1) What is sexual harassment?

First of all, it should be specified that sexual harassment constitutes an infringement of a person’s right to equality. It is prohibited by section 15 of the Canadian Charter of Rights and Freedoms and by sections 10, 10.1 and 46 of the Québec Charter of Human Rights and Freedoms. Sexual harassment, like harassment based on race or any other personal characteristic, is a form of discriminatory harassment. From a legal standpoint, people who feel they have been sexually harassed must prove three basic things; namely, that they been subjected to:1,5

  1. unwanted sexual behaviour
  2. that manifests itself repeatedly, and
  3. that has adverse effects on its victims.

Sexual behaviour
Sexually harassing behaviour can come in a variety of forms: words, actions or posters with sexual implications.6

... unwanted sexual behaviour
To qualify as unwanted sexual behaviour, the alleged conduct must be viewed by the person targeted as unwelcome, which raises the question of perception and proof. What must the victim do or say to let the harasser know that he or she does not approve of the harasser’s behaviour? How does the court determine whether the sexual behaviour was unwanted?
Since victims are in a position of inferiority, their silence or passive tolerance cannot be equated with consent. Victims may prefer to remain silent in order to avoid being the object of reprisals or losing their job, or in the hope that their harassers will change their behaviour on their own. They may also be afraid. A victim’s refusal does not have to be explicit. Moreover, if a victim adopts the same behaviour as the harasser by, for example, responding with sexual remarks, this does not mean that he or she accepts the harassing behaviour. The victim may simply be resorting to a survival strategy. Every case is different.

Due to the very nature of sexual harassment, taking steps to determine whether or not the defendant knew that the sexual behaviour was unwanted is not an appropriate way to determine whether or not the victim welcomed the harassing behaviour. In other words, the defendant’s perspective is irrelevant. The court has access to a variety of models, ranging generally from the objective to the subjective, for assessing whether sexual behaviour is wanted or not. With objective models, the assessment is based on how a “reasonable person” would react if they found themselves in the same situation as the harassed victim, while with subjective models, the assessment is based on the plaintiff’s opinion.5

... that manifests itself repeatedly
In addition to proving that the sexual behaviour was unwanted, people who file a complaint for sexual harassment must demonstrate that the behaviour was repetitive. The court will then render a decision on the basis of the evidence provided. Depending on how serious the harassment was, a single alleged act may constitute sufficient proof. This would be the case, for example, if an employee were fired because he or she had refused the sexual advances of his or her boss.7

... that has adverse effects on its victims
Unwanted sexual behaviour in the workplace or in any other situation inevitably has adverse effects on the persons targeted. They must prove that they left their job or were denied a promotion because they had rejected the advances of a co-worker or that a hostile work environment had created difficult working conditions and affected their physical and mental health. In short, they must demonstrate that their right to equality and dignity has been infringed upon.

 
 
 
 

2) Types of harassment

Sexually harassing behaviours in the workplace can be divided into two main types depending on the nature of the consequences for the victims.1

  • The first type, called “quid pro quo” harassment, has direct economic consequences for victims.  It occurs, for instance, when a person rejects a co-worker’s advances and is then denied a promotion or a salary increase or even loses his or her job.
  • The second type, called “hostile climate” harassment, consists of sexual behaviour that helps to create an unbearable, unhealthy and hostile work environment for the victims. It involves sexual jokes, sexual comments and so forth. The goal of the harasser is not to obtain sexual favours from the victim, but to adversely affect his or her work performance and make the victim feel unwelcome in the workplace. It is more difficult to prove this second type of harassment. For example, a work atmosphere that appears hostile to one person may not appear hostile to others. It should be noted that hostile climate sexual harassment usually occurs in occupational settings traditionally reserved for men.
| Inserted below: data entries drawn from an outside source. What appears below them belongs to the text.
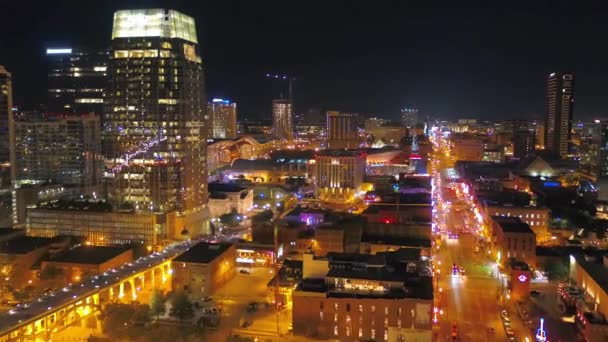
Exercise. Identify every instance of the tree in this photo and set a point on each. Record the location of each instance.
(181, 307)
(157, 303)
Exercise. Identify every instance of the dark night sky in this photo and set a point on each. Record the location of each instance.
(370, 57)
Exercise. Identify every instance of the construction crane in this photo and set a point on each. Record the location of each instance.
(289, 79)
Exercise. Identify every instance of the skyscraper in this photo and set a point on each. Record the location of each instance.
(222, 115)
(282, 119)
(341, 130)
(77, 80)
(558, 123)
(6, 117)
(155, 133)
(409, 117)
(60, 149)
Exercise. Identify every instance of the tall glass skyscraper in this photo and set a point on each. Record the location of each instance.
(77, 80)
(6, 117)
(154, 124)
(558, 124)
(282, 119)
(222, 115)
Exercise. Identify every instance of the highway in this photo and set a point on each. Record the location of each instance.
(54, 301)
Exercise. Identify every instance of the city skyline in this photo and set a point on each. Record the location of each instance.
(427, 58)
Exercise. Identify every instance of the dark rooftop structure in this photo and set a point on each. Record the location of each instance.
(341, 153)
(506, 197)
(85, 204)
(595, 268)
(512, 224)
(203, 252)
(92, 255)
(24, 244)
(397, 241)
(256, 164)
(224, 187)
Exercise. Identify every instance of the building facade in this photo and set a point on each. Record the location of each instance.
(98, 223)
(222, 115)
(513, 239)
(339, 298)
(154, 125)
(282, 119)
(535, 217)
(409, 117)
(6, 119)
(341, 130)
(524, 143)
(83, 262)
(204, 268)
(558, 122)
(63, 149)
(77, 80)
(339, 175)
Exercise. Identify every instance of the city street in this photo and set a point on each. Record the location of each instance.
(471, 300)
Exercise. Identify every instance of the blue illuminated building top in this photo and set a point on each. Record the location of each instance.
(215, 100)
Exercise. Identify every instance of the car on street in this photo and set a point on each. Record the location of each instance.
(454, 332)
(504, 314)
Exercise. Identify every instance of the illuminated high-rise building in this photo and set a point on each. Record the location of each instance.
(62, 149)
(154, 124)
(6, 117)
(77, 80)
(222, 115)
(558, 122)
(282, 119)
(341, 130)
(409, 117)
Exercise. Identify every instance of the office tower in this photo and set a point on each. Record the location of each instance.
(155, 132)
(539, 131)
(558, 124)
(59, 149)
(222, 115)
(339, 175)
(341, 130)
(282, 119)
(523, 143)
(373, 123)
(409, 117)
(6, 117)
(77, 79)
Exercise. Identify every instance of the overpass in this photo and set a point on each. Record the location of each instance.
(39, 319)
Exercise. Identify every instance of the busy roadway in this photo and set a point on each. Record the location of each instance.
(53, 301)
(469, 292)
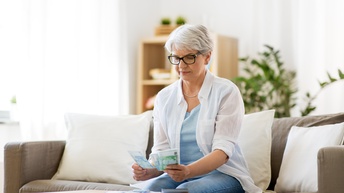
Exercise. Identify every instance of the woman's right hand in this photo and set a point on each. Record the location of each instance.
(141, 174)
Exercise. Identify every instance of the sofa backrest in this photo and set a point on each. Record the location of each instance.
(280, 131)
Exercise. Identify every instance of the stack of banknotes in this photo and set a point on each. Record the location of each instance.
(158, 160)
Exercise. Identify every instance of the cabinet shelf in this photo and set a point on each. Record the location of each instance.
(157, 82)
(152, 54)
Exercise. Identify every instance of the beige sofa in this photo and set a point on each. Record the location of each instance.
(29, 166)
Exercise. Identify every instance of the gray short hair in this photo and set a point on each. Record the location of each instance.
(190, 37)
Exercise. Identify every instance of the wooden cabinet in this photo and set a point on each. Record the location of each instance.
(152, 54)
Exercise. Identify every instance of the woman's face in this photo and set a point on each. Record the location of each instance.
(193, 71)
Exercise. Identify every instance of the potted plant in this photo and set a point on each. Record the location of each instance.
(165, 27)
(266, 84)
(180, 20)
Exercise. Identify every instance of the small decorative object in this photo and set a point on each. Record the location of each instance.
(160, 73)
(180, 20)
(165, 27)
(165, 21)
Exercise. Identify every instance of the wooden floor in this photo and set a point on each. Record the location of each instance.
(8, 132)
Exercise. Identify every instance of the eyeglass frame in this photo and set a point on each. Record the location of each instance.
(182, 58)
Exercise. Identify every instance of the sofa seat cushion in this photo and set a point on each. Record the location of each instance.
(64, 185)
(280, 132)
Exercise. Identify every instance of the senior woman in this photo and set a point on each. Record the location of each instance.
(200, 114)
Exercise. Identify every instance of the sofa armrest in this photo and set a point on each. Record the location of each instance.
(330, 169)
(28, 161)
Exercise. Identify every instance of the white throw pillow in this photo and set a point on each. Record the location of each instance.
(255, 143)
(97, 147)
(299, 172)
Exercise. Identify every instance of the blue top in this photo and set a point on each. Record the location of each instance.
(189, 150)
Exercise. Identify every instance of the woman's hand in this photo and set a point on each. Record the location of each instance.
(141, 174)
(177, 172)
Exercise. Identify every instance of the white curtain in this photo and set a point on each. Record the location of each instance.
(310, 37)
(71, 59)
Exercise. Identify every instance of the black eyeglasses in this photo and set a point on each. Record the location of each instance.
(188, 59)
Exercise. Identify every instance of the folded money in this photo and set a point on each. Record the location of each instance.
(140, 159)
(158, 160)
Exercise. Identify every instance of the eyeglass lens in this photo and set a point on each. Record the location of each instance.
(188, 59)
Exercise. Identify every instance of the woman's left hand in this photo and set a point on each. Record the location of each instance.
(177, 172)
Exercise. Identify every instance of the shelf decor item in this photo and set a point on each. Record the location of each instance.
(160, 73)
(180, 20)
(165, 27)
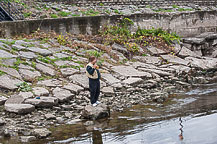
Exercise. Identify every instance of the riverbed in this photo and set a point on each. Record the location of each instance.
(185, 118)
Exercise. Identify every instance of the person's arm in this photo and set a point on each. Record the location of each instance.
(90, 70)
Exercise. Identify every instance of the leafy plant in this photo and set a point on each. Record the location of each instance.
(24, 87)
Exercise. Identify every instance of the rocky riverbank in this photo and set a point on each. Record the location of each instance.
(32, 68)
(43, 10)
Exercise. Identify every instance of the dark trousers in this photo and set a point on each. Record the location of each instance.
(94, 86)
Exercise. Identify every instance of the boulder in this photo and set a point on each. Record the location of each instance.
(19, 108)
(10, 71)
(50, 83)
(2, 100)
(27, 55)
(175, 60)
(46, 102)
(43, 52)
(40, 91)
(129, 71)
(132, 81)
(29, 75)
(62, 94)
(108, 91)
(7, 82)
(41, 133)
(44, 69)
(5, 54)
(148, 59)
(73, 88)
(94, 113)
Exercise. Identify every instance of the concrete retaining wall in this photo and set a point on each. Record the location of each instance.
(185, 24)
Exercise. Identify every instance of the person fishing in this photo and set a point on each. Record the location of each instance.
(92, 72)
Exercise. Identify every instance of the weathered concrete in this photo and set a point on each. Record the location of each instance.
(185, 24)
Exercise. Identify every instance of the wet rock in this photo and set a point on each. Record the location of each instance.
(43, 102)
(43, 52)
(186, 52)
(2, 100)
(175, 60)
(29, 75)
(15, 99)
(93, 113)
(28, 55)
(19, 108)
(27, 139)
(2, 122)
(26, 95)
(41, 133)
(50, 116)
(73, 88)
(7, 82)
(44, 69)
(5, 54)
(62, 94)
(155, 51)
(132, 81)
(108, 91)
(109, 78)
(18, 47)
(198, 41)
(148, 59)
(50, 83)
(68, 71)
(129, 71)
(80, 79)
(159, 72)
(40, 91)
(11, 72)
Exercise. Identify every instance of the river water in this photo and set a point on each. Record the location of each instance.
(186, 118)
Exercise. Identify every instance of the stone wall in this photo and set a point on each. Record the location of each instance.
(186, 24)
(138, 2)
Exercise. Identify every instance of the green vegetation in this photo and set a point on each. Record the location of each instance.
(53, 16)
(64, 14)
(24, 87)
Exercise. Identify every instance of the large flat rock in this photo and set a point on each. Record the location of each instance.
(175, 60)
(44, 69)
(50, 83)
(29, 75)
(19, 108)
(11, 72)
(40, 91)
(7, 82)
(109, 78)
(43, 52)
(132, 81)
(129, 71)
(5, 54)
(62, 94)
(43, 102)
(73, 88)
(68, 71)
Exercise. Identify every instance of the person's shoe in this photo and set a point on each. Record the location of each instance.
(94, 104)
(97, 102)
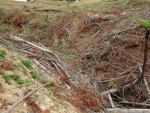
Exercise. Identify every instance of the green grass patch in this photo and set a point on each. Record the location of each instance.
(27, 63)
(2, 54)
(35, 75)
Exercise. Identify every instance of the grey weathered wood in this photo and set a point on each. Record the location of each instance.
(119, 110)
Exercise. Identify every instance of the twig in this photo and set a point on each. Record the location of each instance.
(134, 103)
(111, 101)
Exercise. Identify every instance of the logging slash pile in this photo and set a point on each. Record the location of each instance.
(97, 55)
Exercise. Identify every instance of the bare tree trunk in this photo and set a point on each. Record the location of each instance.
(145, 55)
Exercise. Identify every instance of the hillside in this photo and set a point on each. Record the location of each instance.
(89, 54)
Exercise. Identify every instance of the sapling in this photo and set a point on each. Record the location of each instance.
(146, 25)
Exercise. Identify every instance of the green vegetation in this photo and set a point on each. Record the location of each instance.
(2, 54)
(37, 95)
(35, 75)
(27, 63)
(27, 83)
(72, 55)
(7, 79)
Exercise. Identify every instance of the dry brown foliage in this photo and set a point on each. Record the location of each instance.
(1, 88)
(6, 65)
(14, 17)
(34, 106)
(3, 103)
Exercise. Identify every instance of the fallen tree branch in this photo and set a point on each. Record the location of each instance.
(121, 110)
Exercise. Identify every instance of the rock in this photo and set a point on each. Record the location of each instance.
(42, 107)
(51, 104)
(9, 102)
(24, 104)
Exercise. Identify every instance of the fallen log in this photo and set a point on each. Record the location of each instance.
(121, 110)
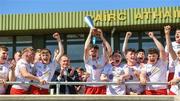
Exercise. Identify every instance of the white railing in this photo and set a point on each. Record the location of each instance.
(91, 83)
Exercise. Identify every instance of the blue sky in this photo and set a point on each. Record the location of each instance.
(43, 6)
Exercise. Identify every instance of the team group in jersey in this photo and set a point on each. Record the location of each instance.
(40, 66)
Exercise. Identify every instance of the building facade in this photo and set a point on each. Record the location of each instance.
(35, 30)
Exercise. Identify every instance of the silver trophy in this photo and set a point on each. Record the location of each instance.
(90, 23)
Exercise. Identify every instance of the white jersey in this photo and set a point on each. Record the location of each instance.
(45, 72)
(156, 73)
(176, 48)
(174, 88)
(4, 71)
(94, 68)
(113, 73)
(21, 64)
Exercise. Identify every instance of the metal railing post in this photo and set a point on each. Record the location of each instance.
(57, 88)
(178, 88)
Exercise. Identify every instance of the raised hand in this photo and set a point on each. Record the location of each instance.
(151, 34)
(128, 34)
(42, 82)
(100, 32)
(167, 29)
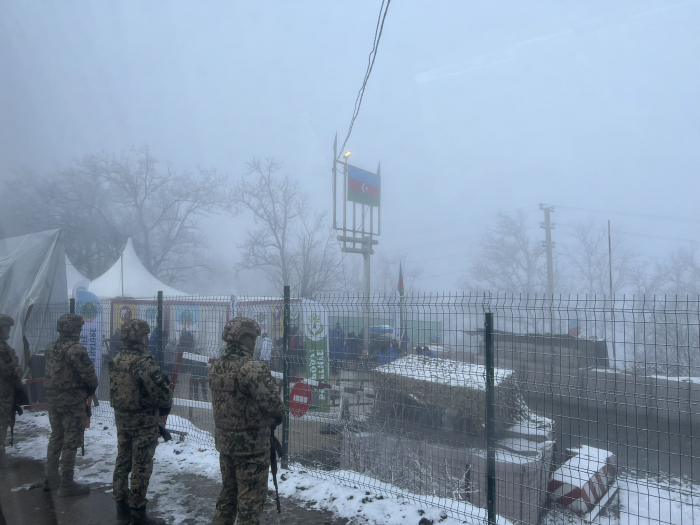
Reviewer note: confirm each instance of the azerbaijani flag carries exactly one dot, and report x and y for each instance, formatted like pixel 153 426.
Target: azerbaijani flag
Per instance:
pixel 363 187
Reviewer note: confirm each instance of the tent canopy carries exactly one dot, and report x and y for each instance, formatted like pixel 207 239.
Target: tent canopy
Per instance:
pixel 32 288
pixel 129 278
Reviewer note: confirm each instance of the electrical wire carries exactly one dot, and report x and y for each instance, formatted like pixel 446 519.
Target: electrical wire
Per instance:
pixel 372 57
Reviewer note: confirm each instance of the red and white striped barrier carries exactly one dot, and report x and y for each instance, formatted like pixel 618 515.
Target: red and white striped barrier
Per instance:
pixel 583 481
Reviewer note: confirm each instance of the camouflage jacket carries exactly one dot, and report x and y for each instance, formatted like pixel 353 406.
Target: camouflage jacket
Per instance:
pixel 9 377
pixel 70 375
pixel 246 403
pixel 137 387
These two types of sexual harassment (quid pro quo and hostile climate) are not mutually exclusive and, legally speaking, victims do not have to describe their experiences on the basis of these types.

 
 
 
 

3) Who are the victims of sexual harassment?

Although women are the primary victims of workplace sexual harassment, the legislation protects all people subjected to this type of behaviour, be they women or men. It should also be noted that the victim may be of the same sex as the harasser. A person may be harassed on the basis of various personal characteristics. For instance, a woman of African origin may be a target of workplace harassment because of both her gender and her ethnic origin. In such cases, it is necessary to prove only one type of harassment. In all cases, the goal of the harasser, whether a superior or an equal-level employee, is to abuse his or her power over the victim.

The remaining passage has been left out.